Nance-Horan syndrome, characterized by congenital cataracts, craniofacial, dental abnormalities and mental disturbances, is an X-linked disorder with significant phenotypic heterogeneity. Affected individuals have mutations in the NHS (Nance-Horan syndrome) gene typically resulting in premature truncation of the protein. This report underlines the complexity of the regulation of the NHS gene that transcribes several isoforms. We demonstrate the differential expression of the two NHS isoforms, NHS-A and NHS-1A, and differences in the subcellular localization of the proteins encoded by these isoforms. This may in part explain the pleiotropic features of the syndrome. We show that the endogenous and exogenous NHS-A isoform localizes to the cell membrane of mammalian cells in a cell-type-dependent manner and that it co-localizes with the tight junction (TJ) protein ZO-1 in the apical aspect of cell membrane in epithelial cells. We also show that the NHS-1A isoform is a cytoplasmic protein. In the developing mammalian lens, we found continuous expression of NHS that became restricted to the lens epithelium in pre- and postnatal lens. Consistent with the in vitro findings, the NHS-A isoform associates with the apical cell membrane in the lens epithelium. This study suggests that disturbances in intercellular contacts underlie cataractogenesis in the Nance-Horan syndrome. NHS is the first gene localized at TJs that has been implicated in congenital cataracts.

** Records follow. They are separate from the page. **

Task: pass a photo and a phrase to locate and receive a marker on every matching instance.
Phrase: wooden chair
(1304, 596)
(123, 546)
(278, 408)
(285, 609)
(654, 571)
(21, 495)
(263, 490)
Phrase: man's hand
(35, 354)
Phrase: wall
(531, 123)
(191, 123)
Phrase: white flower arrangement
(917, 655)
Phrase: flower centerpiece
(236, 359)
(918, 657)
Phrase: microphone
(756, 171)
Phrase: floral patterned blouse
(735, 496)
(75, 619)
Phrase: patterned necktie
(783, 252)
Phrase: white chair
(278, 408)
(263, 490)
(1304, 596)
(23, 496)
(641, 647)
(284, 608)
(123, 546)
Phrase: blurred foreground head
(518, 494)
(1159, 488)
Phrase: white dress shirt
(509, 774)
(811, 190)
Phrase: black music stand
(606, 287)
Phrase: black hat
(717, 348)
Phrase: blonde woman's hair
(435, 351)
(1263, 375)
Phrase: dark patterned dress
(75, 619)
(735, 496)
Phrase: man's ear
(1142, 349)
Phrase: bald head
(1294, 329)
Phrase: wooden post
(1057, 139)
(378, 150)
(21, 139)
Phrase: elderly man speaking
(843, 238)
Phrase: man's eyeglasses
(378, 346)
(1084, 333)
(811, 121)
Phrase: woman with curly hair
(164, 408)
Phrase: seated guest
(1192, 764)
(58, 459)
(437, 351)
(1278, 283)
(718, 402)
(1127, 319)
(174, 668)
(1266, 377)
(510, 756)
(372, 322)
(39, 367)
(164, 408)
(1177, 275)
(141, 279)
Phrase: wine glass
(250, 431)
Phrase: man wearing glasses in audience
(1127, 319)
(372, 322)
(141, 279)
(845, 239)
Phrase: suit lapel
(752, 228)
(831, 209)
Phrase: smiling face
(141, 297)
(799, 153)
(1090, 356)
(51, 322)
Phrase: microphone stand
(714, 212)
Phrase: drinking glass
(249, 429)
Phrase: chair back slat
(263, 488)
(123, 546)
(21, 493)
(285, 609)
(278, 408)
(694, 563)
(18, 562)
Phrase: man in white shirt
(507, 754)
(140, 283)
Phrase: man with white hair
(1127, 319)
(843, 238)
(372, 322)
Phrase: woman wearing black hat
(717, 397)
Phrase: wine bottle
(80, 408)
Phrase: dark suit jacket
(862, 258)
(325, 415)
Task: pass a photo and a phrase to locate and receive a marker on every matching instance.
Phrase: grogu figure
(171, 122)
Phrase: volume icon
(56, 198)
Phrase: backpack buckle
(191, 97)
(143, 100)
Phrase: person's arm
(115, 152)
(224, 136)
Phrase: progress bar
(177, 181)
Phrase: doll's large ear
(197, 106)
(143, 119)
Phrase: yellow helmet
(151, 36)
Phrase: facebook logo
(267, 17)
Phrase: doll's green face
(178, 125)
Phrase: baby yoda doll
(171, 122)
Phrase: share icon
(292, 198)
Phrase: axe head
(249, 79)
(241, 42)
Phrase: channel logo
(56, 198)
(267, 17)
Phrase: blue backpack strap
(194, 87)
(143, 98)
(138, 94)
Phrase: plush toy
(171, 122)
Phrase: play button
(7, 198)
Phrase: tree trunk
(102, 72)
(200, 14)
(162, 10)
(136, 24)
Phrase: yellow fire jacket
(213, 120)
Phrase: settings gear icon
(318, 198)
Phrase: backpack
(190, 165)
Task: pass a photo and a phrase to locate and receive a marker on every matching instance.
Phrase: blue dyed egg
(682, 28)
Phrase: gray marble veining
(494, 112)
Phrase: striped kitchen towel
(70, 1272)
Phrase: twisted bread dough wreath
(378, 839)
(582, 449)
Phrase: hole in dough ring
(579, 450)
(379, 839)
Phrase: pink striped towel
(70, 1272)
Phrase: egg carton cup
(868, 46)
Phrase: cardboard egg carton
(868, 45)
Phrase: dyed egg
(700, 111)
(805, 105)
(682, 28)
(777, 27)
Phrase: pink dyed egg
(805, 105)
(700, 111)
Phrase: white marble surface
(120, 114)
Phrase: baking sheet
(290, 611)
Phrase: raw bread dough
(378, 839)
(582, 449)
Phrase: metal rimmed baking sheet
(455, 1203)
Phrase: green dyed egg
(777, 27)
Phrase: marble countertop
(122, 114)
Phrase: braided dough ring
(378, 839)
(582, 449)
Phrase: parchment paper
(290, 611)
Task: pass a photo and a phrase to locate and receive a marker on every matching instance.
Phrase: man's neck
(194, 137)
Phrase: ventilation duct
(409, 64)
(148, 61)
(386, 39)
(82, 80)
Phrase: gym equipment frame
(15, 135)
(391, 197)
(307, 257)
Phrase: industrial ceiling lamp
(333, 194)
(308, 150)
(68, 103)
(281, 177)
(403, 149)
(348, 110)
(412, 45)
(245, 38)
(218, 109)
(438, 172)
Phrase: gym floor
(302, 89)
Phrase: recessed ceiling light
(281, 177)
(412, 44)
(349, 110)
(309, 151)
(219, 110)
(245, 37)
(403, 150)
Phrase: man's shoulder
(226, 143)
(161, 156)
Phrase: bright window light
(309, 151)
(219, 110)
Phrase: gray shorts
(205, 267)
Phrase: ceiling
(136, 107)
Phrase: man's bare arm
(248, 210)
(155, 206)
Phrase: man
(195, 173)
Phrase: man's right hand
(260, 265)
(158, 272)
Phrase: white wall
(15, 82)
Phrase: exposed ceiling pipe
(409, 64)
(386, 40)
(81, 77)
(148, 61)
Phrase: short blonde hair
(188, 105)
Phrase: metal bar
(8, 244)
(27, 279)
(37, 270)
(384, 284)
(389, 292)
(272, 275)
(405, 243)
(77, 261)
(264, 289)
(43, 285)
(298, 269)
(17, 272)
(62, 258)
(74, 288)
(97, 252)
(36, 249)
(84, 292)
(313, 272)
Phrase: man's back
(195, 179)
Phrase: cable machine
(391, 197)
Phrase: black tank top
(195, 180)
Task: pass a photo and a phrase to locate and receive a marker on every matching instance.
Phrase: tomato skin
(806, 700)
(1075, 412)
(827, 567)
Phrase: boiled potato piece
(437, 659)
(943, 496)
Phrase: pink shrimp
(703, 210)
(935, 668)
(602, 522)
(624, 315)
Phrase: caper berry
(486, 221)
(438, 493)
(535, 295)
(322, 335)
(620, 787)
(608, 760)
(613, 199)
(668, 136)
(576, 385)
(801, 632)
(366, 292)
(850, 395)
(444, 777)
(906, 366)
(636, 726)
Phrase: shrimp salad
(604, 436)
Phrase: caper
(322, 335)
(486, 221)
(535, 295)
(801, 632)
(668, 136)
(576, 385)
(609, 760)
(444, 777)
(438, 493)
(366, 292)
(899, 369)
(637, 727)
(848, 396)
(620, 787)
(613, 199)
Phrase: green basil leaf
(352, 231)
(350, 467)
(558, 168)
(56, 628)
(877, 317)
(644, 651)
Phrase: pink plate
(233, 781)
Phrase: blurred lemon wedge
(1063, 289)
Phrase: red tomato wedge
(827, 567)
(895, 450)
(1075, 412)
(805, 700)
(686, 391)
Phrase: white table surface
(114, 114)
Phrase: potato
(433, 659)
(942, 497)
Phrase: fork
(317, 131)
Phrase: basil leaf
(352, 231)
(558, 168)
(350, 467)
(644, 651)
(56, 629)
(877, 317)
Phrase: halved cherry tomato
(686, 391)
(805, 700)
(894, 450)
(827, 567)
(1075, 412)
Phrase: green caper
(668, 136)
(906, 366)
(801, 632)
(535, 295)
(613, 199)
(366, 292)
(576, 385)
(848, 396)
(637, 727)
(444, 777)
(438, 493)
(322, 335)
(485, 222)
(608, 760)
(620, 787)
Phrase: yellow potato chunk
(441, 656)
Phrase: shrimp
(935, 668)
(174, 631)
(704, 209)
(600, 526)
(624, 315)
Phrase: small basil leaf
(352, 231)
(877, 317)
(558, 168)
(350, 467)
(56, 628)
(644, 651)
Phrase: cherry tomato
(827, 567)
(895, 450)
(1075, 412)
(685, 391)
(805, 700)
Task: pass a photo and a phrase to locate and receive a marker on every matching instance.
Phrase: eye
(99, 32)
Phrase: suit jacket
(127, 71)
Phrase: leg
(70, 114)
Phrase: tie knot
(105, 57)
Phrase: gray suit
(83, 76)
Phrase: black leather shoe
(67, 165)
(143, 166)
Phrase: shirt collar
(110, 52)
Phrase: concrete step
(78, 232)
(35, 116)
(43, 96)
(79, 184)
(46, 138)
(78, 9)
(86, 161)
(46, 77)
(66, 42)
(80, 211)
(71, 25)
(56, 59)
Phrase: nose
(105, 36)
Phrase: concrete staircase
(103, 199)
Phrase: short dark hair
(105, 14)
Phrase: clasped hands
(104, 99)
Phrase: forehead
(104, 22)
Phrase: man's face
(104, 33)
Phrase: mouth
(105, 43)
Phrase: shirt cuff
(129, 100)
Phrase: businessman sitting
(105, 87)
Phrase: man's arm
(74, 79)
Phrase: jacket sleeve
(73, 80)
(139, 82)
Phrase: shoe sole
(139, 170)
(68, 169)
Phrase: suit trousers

A role for Wnt/beta-catenin signaling in lens epithelial differentiation.

The differentiation of epithelial cells and fiber cells from the anterior and posterior compartments of the lens vesicle, respectively, give the mammalian lens its distinctive polarity. While much progress has been made in understanding the molecular basis of fiber differentiation, little is known about factors that govern the differentiation of the epithelium. Members of the Wnt growth factor family appear to be key regulators of epithelial differentiation in various organ systems. Wnts are ligands for Frizzled receptors and can activate several signaling pathways, of which the best understood is the Wnt/beta-catenin pathway. The presence of LDL-related protein coreceptors (LRPs) 5 or 6 has been shown to be a requirement for Wnt signaling through the beta-catenin pathway. To access the role of this signaling pathway in the lens, we analyzed mice with a null mutation of lrp6. These mice had small eyes and aberrant lenses, characterized by an incompletely formed anterior epithelium resulting in extrusion of the lens fibers into the overlying corneal stroma. We also showed that multiple Wnts, including 5a, 5b, 7a, 7b, 8a, 8b, and Frizzled receptors 1, 2, 3, 4, and 6, were detected in the lens. Expression of these molecules was generally present throughout the lens epithelium and extended into the transitional zone, where early fiber elongation occurs. In addition to both LRP5 and LRP6, we also showed the expression of other molecules involved in Wnt signaling and its regulation, including Dishevelleds, Dickkopfs, and secreted Frizzled-related proteins. Taken together, these results indicate a role for Wnt signaling in regulating the differentiation and behavior of lens cells.